This inspired film seems even a bit brave for today’s times, at times daring the viewer to recoil at this young woman’s emerging sense of agency as she navigates the streets of Paris, as she navigates from adolescence to adulthood. What she discovers is a place of male predators (and one funny and brief female) who mistake their oppressive sense of entitlement and sexual interests for adventure and philosophy.
These are improvised performances, with all the human embarrassment we get to see in (say) Leigh or Linklater, later. Also notable for how Nadine, prey to a set of pick-ups, resists victimization: How about we leave Paris right now? she says. Upon which the men, shocked, wriggle, But you don't even like me. Brilliant of Rouch to give Nadine his ethnographer's role, and near balletic POV camerawork throughout.
The film's genius lies its subtle critique of gendered interactions that many viewers will consider normal. These men attempt to convince, cajole, and shame Nadine into fitting into a nymphic trope. However, she is uninterested in their machinations, and at the end is justifiably disgusted by male regard. Her young school friend offers a compelling alternative: he does not need Nadine to fit into a predefined role.
I was expecting a feature-length film about cat calls and harassment. What a relief to have that only in the last 10 minutes of the movie. How lucky she is that the three men she spends time with are fairly innocuous. What's truly frightening is Rouch's last voice over which implies that in real life she would be punished by being raped ("taking his pleasure with her"). Great camerawork and pacing.
Swines. Even Rouch, who presents this sympathetic and wry critique, turns out to have been a predator himself: https://hyperallergic.com/411343/how-the-art-world-and-art-schools-are-ripe-for-sexual-abuse/ At least we have Nadine’s powerful performance of resistance.

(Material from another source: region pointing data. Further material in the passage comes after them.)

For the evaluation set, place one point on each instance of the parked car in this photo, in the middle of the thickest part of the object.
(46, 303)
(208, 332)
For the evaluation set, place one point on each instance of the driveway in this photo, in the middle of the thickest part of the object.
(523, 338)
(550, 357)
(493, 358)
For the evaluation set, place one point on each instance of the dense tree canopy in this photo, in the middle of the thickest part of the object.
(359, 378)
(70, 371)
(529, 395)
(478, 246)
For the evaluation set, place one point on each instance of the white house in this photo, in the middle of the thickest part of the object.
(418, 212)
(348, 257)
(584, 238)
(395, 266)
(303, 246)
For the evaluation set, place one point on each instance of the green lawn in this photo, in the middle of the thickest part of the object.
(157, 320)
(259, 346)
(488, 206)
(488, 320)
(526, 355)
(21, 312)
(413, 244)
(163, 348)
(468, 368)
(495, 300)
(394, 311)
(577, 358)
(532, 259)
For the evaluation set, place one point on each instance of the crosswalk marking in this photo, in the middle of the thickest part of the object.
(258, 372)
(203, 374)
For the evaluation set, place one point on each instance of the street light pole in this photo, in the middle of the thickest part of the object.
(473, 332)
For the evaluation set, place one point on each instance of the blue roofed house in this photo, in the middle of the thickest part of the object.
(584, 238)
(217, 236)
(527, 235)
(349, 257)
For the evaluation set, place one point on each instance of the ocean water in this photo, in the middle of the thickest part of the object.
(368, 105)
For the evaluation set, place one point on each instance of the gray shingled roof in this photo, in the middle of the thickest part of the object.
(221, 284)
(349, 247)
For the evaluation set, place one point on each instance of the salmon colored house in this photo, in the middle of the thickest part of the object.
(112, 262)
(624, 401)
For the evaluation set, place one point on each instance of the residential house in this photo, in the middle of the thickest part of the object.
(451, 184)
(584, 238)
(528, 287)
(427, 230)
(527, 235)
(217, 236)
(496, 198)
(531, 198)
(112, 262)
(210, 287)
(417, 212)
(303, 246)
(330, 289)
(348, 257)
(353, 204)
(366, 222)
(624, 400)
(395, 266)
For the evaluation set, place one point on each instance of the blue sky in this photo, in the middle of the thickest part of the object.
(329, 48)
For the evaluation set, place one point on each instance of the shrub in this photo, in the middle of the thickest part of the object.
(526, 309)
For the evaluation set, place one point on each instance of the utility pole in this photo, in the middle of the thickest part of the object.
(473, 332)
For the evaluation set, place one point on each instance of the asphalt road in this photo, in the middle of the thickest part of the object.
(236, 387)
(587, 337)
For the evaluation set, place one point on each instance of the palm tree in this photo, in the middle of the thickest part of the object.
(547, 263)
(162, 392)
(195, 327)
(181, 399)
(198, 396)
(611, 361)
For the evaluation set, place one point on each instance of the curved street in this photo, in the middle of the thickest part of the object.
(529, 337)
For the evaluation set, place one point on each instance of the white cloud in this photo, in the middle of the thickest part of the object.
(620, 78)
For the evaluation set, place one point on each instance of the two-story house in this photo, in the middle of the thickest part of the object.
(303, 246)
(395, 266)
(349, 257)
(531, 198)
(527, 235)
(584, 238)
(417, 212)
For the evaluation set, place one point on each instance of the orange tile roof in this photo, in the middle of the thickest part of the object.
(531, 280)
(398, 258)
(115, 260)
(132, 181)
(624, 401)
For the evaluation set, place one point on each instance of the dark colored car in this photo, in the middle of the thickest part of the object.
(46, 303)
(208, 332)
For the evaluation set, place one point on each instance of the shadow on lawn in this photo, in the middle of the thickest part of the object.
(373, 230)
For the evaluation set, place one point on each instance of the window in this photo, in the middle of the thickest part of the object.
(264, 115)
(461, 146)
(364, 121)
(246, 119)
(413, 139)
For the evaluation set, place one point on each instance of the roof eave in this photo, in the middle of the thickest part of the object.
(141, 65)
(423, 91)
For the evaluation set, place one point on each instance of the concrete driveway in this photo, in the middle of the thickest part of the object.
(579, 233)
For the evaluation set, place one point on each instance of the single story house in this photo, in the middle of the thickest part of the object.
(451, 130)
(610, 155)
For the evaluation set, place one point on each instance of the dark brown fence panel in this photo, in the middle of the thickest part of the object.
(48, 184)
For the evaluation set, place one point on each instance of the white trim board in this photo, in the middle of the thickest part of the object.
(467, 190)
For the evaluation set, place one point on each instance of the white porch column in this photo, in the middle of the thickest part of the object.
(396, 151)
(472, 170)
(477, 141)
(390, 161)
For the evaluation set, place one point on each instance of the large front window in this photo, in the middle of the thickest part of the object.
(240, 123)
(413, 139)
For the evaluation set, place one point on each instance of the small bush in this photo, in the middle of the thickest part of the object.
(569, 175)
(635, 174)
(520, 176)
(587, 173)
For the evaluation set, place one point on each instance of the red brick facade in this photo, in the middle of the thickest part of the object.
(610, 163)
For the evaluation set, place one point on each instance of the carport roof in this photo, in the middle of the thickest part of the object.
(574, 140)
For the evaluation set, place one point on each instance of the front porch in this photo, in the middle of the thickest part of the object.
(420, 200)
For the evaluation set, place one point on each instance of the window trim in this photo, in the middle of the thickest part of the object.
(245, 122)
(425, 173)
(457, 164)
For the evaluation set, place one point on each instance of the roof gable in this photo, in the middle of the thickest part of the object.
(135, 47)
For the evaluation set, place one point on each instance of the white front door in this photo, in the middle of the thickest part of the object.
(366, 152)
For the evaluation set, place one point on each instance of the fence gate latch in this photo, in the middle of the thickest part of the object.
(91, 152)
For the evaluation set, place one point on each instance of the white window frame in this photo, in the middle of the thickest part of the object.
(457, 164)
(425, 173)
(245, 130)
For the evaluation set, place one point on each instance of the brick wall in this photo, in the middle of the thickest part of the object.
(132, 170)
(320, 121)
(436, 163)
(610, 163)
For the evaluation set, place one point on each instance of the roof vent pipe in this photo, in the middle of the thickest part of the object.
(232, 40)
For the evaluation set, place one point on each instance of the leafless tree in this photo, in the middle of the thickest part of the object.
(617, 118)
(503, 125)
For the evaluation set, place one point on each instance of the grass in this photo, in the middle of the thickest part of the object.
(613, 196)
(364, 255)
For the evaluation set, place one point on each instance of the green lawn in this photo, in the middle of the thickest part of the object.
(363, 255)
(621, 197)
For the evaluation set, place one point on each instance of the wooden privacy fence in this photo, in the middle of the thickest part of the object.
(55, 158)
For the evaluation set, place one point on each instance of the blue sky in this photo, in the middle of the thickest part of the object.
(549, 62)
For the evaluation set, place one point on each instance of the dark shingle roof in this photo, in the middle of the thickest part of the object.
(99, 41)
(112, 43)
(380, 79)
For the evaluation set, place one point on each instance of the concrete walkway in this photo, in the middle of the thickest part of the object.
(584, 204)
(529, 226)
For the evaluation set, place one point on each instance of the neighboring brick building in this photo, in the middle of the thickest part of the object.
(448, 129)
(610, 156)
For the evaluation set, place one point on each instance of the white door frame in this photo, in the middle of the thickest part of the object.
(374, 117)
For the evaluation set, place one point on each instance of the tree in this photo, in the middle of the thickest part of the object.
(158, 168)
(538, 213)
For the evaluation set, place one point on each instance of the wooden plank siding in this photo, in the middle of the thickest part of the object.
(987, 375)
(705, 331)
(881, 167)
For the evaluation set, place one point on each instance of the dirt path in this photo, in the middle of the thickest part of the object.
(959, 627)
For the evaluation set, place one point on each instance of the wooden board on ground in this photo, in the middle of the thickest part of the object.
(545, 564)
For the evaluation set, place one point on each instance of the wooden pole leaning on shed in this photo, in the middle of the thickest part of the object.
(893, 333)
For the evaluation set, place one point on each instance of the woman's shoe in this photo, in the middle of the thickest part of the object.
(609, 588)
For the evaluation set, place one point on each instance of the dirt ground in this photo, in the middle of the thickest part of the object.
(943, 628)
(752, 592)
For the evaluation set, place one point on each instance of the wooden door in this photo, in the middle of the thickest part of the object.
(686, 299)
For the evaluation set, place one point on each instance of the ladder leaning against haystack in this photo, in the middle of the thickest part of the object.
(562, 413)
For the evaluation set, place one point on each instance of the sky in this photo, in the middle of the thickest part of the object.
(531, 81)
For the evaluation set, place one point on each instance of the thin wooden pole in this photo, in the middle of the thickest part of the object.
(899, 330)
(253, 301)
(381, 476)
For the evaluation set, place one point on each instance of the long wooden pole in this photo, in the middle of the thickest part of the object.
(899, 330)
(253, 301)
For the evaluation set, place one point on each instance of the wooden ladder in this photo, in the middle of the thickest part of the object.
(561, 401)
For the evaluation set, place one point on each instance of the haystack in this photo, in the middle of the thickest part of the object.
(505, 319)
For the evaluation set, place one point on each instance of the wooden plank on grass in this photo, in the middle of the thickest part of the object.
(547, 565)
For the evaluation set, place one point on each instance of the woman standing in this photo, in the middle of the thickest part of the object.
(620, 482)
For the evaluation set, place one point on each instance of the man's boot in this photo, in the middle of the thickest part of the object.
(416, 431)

Rouch turns his ethnographic focus to Parisian life, as an aimless young girl is approached by three men, none of whom understand her desire to leave France. This is a film about the male gaze, with improvised performances and scenes which are uncomfortably misogynist (especially the desirous offscreen narrator). But it lacks the force of Rouch's African films, and comes across as a less disciplined Cleo 5 to 7.